From a legal standpoint, “It is very difficult to identify/define a distinct category of “journalist” (or “press”), which is one reason why the law of the “Press Clause” is underdeveloped, compared to (say) the Speech clause,” says Garnett.
This nuance, over who exactly fits the mold of a journalist, has the potential to bring about complex legal cases over the publication of classified or stolen material, in the near future. An example of this can be found in the ongoing legal situation with Julian Assange, the founder of WikiLeaks. In 2019, the Trump administration charged Assange under the Espionage Act and attempted to extradite him to the United States—a process that has resulted in a still-ongoing legal battle. This situation is extremely complicated, as Assange is a divisive figure. He considers himself a journalist, while many others would undoubtedly contend otherwise. However, this case, along with other potential similar cases, has a lot of implications for the future of disseminating such stolen information.
Thus, it is important to separate one’s feelings on Assange himself from the broader ramifications on press freedom and free speech, which could inevitably result from any such prosecution. In a 2021 article in the publication “Just Security,” human rights attorney Jameel Jaffer argued early on in the Biden administration that the “Justice Department should drop the appeal and dismiss the indictment” as it “poses a major threat to press freedom not just here in the United States but around the world.”
Groves takes a different stance on this case, by saying “Is dumping a bunch of information out to the public journalism? I would argue it’s not” and that the “role that a journalist plays is verifying it and then helping provide context to it.”

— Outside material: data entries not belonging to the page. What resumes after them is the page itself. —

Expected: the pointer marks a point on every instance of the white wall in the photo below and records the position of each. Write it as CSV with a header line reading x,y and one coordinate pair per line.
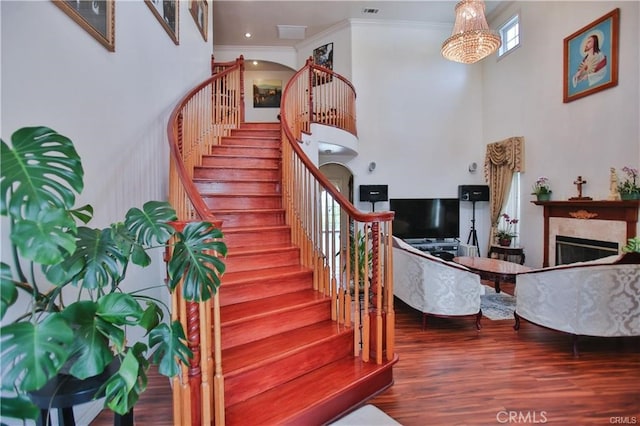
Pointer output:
x,y
522,95
419,116
114,106
423,119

Groves says he views WikiLeaks as “more of an electronic clearinghouse for supplied information.”
Brantley says he believes that “Julian Assange is just the tip of a giant iceberg in an era of the decline of conventional news sources and the rise of unconventional news sources.”
Regardless of one’s stance on WikiLeaks or Assange, it is clear that the future of a case like this one has the potential to alter the legal conceptions of press freedom in the United States.
Since the landmark New York Times v. United States case of 1971, there have been relatively few instances of press freedom cases making it to the highest court in the land. There are varying explanations for why this is the case. Garnett says that while there have been some high-profile legal cases in decades since, “the rule against (content-based) prior restraints of speech is pretty settled.” Thus, it is fair to conclude that any further cases would follow the established legal precedent of the aforementioned 1971 case.
In general, I think that journalists should use their own discretion on what to publish. At the same time, I believe that journalists should factor in the benefits of releasing such crucial information to the public when making this decision. This is why I concur that, as a whole, journalists should publish crucial information, regardless of how the information was obtained.